Addiction treatment programs “often exist in environments with few barriers of entry into the marketplace,” Aetna notes in its suit. “Unfortunately, many unscrupulous actors have flooded into the … market, capitalizing on the most vulnerable of populations for their own gain.”

That’s been true since the Affordable Care Act passed and mandated mental health coverage. That’s where you lawmakers can, should and must do more. Acknowledge that addiction is a medical condition that poses grave risk of death. Put treatment in the hands of people who know something about medical conditions rather than people who once had one. I say this a lot, but I could open a rehab here in California, and that should scare the hell out of us all.

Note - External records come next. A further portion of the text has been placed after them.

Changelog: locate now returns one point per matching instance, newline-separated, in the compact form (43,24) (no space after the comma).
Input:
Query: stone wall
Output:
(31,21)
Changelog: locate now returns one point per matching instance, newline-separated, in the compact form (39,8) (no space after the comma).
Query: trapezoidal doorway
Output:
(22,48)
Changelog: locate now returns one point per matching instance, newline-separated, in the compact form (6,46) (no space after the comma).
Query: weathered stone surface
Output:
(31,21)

While many of the lawmakers who demanded a fundamental rebuild of the system have left office or gone eerily quiet, others are trying. In July, Assemblymember Diane Dixon, R-Newport Beach, asked for an audit of the Department of Health Care Services to determine if it’s properly licensing, regulating and enforcing state laws in this sphere. That audit is due out this spring, and folks with experience to share can share their stories directly with auditors, Dixon’s district director, Kristin Vellandi, said.

Assemblymembers Laurie Davies, R-Laguna Niguel, and Kate Sanchez, R-Trabuco Canyon, are active in the Mission Viejo-led  California Sober Living and Recovery Task Force, which is trying to push forward on these issues. This used to be a bipartisan thing; we hope the “Rs” after their names don’t doom their efforts.

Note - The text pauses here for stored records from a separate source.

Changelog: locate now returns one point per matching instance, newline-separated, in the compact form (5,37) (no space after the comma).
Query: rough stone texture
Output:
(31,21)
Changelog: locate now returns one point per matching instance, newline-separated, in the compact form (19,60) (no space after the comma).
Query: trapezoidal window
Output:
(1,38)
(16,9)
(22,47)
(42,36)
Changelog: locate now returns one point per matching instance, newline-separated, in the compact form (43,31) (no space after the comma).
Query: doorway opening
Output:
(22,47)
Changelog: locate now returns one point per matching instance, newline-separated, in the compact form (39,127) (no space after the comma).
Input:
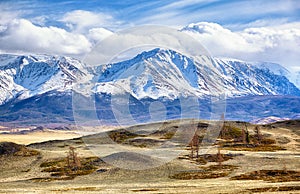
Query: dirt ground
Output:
(19,174)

In a landscape where vulnerable people are losing their lives to substandard care — and without attention and strong leadership from the top — it’s hard to be optimistic for change.

“Wash, rinse, repeat,” Melissa Delise Ruby, who runs the 6,600-plus member “It’s Time for Ethics in Addiction Treatment” group on Facebook, said of the scandals.

“Why aren’t things changing? If you peel all the layers away and you look at the root of the problem, it’s stigma,” she said. “The overall consensus is, ‘These people don’t matter anyway. Let them die. It’s easier that way.’ It’s investigated on the health care white collar crime level, not for the human trafficking, the deaths, the drugging, the horrific things that are happening to these people.”

The entire structure of how addiction treatment is licensed, credentialed and regulated needs to change, she said.

“Getting information out there on a massive level that can’t be ignored will push the hands of the powers that be to do something,” she said. “The way we fix it is step by step. Do we not have enough dead bodies?”